No entanto, com o tempo, a crescente adesão a esse estilo de vida começou a gerar impactos sociais significativos, como o abandono de deveres familiares e civis por parte de indivíduos ainda em idade produtiva. Essa situação levou os legisladores bramânicos a formularem uma resposta normativa a esse fenômeno.

A doutrina dos Quatro Ashramas
A solução proposta foi o desenvolvimento do conceito dos quatro estágios da vida (āśrama-dharma), um modelo que procurava harmonizar o ideal ascético com as responsabilidades sociais. Esse sistema, descrito nos Dharmaśāstras previa uma progressão ordenada na vida do indivíduo, de acordo com a idade e as funções sociais. [8]
Este modelo segue as seguintes etapas:
- Brahmacarya;
- Gṛhastha;
- Vānaprastha;
- Sannyāsa.
Os sādhus e o ascetismo radical
Dentro desse contexto cultural-religioso, surgiram os sādhus, homens santos que renunciaram à vida mundana e dedicam-se completamente à vida espiritual.
Embora, idealmente, o sannyāsa seja o último estágio da vida, na prática, muitos sādhus iniciam sua renúncia mais cedo, motivados por uma vocação espiritual intensa.
Os sādhus praticam formas variadas e, muitas vezes, extremas de autodisciplina e automortificação, como forma de domar o corpo e purificar a mente. Alguns fazem votos impressionantes como manter um braço erguido por anos, dormir sobre pregos, ou jejuar por longos períodos. [9]
Esses votos são considerados irrevogáveis e parte de uma entrega absoluta à divindade ou a um princípio metafísico. [9]

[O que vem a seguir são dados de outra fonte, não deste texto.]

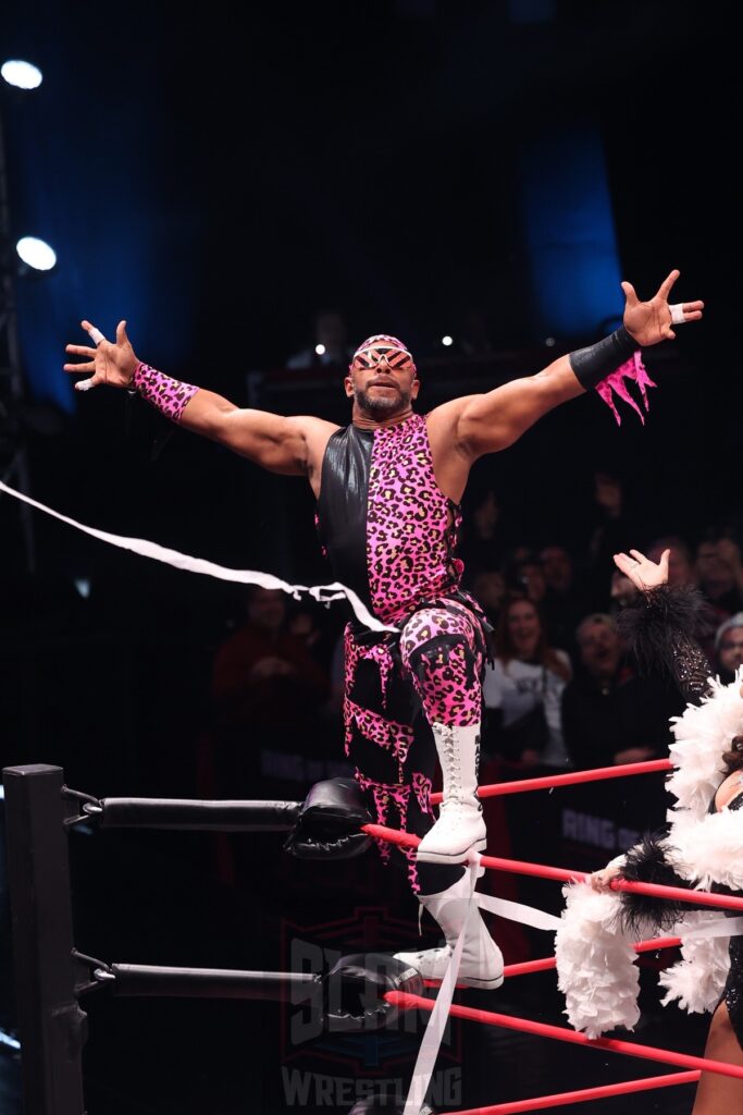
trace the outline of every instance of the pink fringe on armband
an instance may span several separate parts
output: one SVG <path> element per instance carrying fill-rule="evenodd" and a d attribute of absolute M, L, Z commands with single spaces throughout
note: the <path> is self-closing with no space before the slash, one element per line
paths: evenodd
<path fill-rule="evenodd" d="M 186 404 L 198 390 L 193 384 L 182 384 L 179 379 L 172 379 L 141 361 L 131 377 L 131 385 L 143 399 L 147 399 L 170 421 L 180 421 Z"/>
<path fill-rule="evenodd" d="M 610 376 L 607 376 L 606 379 L 603 379 L 600 381 L 600 384 L 597 384 L 596 390 L 604 399 L 604 403 L 606 403 L 608 407 L 612 407 L 612 410 L 614 411 L 614 417 L 617 420 L 617 426 L 622 425 L 622 416 L 619 415 L 619 411 L 617 410 L 616 405 L 614 403 L 615 395 L 618 395 L 620 399 L 624 399 L 625 403 L 628 403 L 629 406 L 633 408 L 633 410 L 637 411 L 637 414 L 639 415 L 639 420 L 643 423 L 643 425 L 645 425 L 645 414 L 643 414 L 642 409 L 629 394 L 625 379 L 628 380 L 629 382 L 637 384 L 642 397 L 643 407 L 645 409 L 645 414 L 647 414 L 647 411 L 651 409 L 647 400 L 647 388 L 657 387 L 658 385 L 654 384 L 651 377 L 647 375 L 647 370 L 645 368 L 645 365 L 643 363 L 643 358 L 639 353 L 639 350 L 633 352 L 630 358 L 628 360 L 625 360 L 623 365 L 619 365 L 616 371 L 613 371 Z"/>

As práticas variam de acordo com a seita ou tradição. Existem sādhus que seguem Vishnu, Shiva ou Shakti, além de correntes não teístas influenciadas por ideias advaitas (não dualistas). Apesar da diversidade, todos compartilham o compromisso com a renúncia e com a libertação espiritual.
Embora suas ações possam parecer excessivas aos olhos modernos, os sādhus são altamente respeitados na sociedade hindu, vistos como símbolos vivos da renúncia e do desapego. Eles representam a dimensão mais radical da espiritualidade indiana, onde a libertação do ego e das paixões é levada ao extremo. [10]
Budismo
No budismo se baseia na busca pela iluminação através das práticas ensinadas por Buda. Os budistas acreditam que, ao praticar o nobre caminho óctuplo, eles alcançarão o nirvana, que é o estado de libertação do sofrimento humano/mundano.
Sidarta Gautama, conhecido como o Buda, viveu inicialmente cercado de luxo e conforto no palácio de seu pai, onde foi protegido de todas as formas de sofrimento.
No entanto, ao entrar em contato com a realidade da doença, velhice e morte, decidiu abandonar essa vida de privilégios para buscar uma solução definitiva para o sofrimento humano.
Inicialmente, adotou um estilo de vida extremamente ascético, como era comum entre os renunciantes da Índia antiga privando-se de alimento, conforto e até da higiene básica, acreditando que a mortificação do corpo levaria à iluminação espiritual. [3]
Contudo, após anos de práticas rigorosas e quase fatais, Sidarta percebeu que o ascetismo extremo era tão ineficaz quanto a vida de indulgência.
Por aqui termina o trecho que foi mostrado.